I would look at anything that potentially affects a player's character as a major change. If I say I'm running a Greyhawk game and a player decides to create a cleric of Istus and I've decided Istus no longer exists... well, at least as far as that players concept goes I've made a big change and invalidated their character concept...even though it's a Greyhawk-centric concept and I told them it was a Greyhawk game.
But this is not the reason that [MENTION=23751]Maxperson[/MENTION] is giving; which is the reason to which [MENTION=205]TwoSix[/MENTION] was replying.

How does having a third moon change any "GH-centric" concepts? How does introducing WoHS change any GH-centric concepts? Suppose that a GM decides that Istus, as worshipped among the Baklun, is also known a Gilean and worshipped among the Oeridian peoples? Or that, among the Suel, the queen of evil dragons wasknown not as Tiamat but as Takhisis?

These are the sorts of things that Maxperson is saying make the setting not GH - and not for any reasons of playability, because none of these things are any sort of burden on playability.
 

Well, as I've already said, adding a third moon is addition, not change - nothing in the discussion of the heavens of GH (in the folio or the identical text in the boxed set) excludes the possibility of a third moon.

Second, as originally published (ie in the folio) GH had no pantheon. The GM had to do that him-/herself. Which I did. It hardly counts as a change to canon to introduce something to fill a gap.
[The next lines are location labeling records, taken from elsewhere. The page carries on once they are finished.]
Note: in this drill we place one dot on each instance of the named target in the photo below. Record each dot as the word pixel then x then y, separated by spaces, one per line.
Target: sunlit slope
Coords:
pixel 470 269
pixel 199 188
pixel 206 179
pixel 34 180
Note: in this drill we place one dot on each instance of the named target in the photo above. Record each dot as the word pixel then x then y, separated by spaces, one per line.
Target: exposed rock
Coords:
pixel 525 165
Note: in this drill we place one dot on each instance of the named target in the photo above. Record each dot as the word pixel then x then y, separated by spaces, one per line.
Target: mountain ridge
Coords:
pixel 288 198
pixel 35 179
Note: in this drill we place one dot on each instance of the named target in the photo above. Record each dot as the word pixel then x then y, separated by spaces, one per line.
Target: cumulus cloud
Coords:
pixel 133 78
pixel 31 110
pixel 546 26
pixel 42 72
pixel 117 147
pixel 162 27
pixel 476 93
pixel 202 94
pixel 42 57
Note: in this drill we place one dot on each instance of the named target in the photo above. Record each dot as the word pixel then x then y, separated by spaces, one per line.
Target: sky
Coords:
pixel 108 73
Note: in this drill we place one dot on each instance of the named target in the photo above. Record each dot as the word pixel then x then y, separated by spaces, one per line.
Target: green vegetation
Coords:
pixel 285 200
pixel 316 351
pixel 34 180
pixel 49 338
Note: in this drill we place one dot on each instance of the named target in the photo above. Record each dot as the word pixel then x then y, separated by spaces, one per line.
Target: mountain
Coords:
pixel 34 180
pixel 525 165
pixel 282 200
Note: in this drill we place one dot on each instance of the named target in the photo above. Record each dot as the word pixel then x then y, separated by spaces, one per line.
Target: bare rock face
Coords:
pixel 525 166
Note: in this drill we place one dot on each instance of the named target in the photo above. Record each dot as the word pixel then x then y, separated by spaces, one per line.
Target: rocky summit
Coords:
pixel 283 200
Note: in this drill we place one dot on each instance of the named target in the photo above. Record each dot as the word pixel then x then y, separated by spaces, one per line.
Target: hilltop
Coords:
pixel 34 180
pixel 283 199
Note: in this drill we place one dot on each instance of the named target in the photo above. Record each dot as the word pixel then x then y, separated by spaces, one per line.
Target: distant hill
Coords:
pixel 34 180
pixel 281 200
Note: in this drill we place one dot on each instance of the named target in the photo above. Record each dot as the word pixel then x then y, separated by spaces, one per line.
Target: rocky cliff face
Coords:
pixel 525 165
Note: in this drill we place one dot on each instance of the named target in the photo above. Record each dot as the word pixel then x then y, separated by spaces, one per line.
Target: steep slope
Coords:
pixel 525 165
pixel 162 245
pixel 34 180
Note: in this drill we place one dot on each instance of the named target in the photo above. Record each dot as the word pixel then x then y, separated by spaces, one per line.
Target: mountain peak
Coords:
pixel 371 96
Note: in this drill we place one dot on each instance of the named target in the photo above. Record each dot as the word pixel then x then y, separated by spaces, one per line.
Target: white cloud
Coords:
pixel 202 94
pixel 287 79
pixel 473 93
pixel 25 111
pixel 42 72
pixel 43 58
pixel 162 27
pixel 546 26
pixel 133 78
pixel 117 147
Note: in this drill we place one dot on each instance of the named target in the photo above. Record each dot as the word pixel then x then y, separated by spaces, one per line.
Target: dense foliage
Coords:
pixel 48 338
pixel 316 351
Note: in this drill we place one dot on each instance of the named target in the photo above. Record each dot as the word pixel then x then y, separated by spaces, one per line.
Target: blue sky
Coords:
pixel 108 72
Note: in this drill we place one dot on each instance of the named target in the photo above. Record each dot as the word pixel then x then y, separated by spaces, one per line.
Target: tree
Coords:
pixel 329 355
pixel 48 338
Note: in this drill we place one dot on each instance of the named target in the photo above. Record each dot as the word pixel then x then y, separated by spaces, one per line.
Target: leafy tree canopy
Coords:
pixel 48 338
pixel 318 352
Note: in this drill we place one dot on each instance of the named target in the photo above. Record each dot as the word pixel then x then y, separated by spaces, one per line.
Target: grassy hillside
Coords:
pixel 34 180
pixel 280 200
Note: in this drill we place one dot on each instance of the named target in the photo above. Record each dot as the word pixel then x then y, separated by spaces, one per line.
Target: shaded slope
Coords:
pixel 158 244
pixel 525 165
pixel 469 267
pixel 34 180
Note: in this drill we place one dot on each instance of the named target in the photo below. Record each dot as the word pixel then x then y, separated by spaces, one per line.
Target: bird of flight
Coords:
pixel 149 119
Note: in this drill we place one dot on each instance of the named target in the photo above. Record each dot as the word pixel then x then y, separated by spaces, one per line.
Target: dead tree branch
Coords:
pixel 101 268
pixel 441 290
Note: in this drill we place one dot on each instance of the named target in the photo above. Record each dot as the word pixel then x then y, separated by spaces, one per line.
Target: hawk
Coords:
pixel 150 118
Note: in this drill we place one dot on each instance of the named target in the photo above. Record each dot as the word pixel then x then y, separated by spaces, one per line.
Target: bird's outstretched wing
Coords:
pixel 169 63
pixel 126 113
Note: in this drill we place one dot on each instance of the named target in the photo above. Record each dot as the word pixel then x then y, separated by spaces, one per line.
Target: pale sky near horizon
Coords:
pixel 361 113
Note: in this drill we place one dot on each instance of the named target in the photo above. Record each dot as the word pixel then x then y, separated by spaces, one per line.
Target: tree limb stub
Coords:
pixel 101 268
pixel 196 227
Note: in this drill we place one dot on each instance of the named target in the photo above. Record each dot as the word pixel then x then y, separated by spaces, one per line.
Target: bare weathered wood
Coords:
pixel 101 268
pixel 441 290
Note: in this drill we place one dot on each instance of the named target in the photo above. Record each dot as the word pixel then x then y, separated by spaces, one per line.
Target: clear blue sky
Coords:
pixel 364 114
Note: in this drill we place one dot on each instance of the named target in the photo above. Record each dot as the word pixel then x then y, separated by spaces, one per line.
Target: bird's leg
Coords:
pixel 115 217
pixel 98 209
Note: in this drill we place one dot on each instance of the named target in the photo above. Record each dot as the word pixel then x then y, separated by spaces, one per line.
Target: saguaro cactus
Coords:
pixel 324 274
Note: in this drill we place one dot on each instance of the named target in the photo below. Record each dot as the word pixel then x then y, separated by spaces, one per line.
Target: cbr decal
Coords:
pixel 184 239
Third, how does adding a third moon, or new gods, "affect pretty much everyone and everything in the game". I'll ask again - can you tell me about a GH scenario you've run in which the moons - or the number of moons - mattered?

I don't have to have a situation in which the moons mattered to know that adding a third moon or changing the established pantheon would alter the feel of Greyhawk for me.
 

I don't have to have a situation in which the moons mattered to know that adding a third moon or changing the established pantheon would alter the feel of Greyhawk for me.
So is the test for "significant change" would alter the feel of GH for Maxperson?

That seems a fairly idiosycratic test, and also hard for other internet posters to apply even when they are not being disingenuous!

(It also seems to contradict your distinction between "addition" and "alternation" - [MENTION=22779]Hussar[/MENTION] and I have pointed to so-called "additions" that alter the feel of things for us - in my case the incorporation of settings into Spelljammer and Planescape - and have been told that we have to suck these up as non-changing additions.)
 

I think we can sometimes miss the forest for the trees in our obsession with setting details. We often forget about the thematic elements that make a setting unique.

I once played in a game of Legend of the 5 Rings where all the PCs were members of the Scorpion Clan. In a normal mixed clan game of L5R the tenets of Bushido loom large and are supposed to be a central source of conflict. Our game was focused on the limits of Loyalty instead. In fact, my character's central conflict was that he was considered too honorable by the other members of his clan. No house rules or lore changes were used, but it utilized extremely different tropes, and themes from a typical L5R game. I had a great deal of fun playing in that game, but I doubt someone outside of our circle would expect the sort of game we played from an L5R game.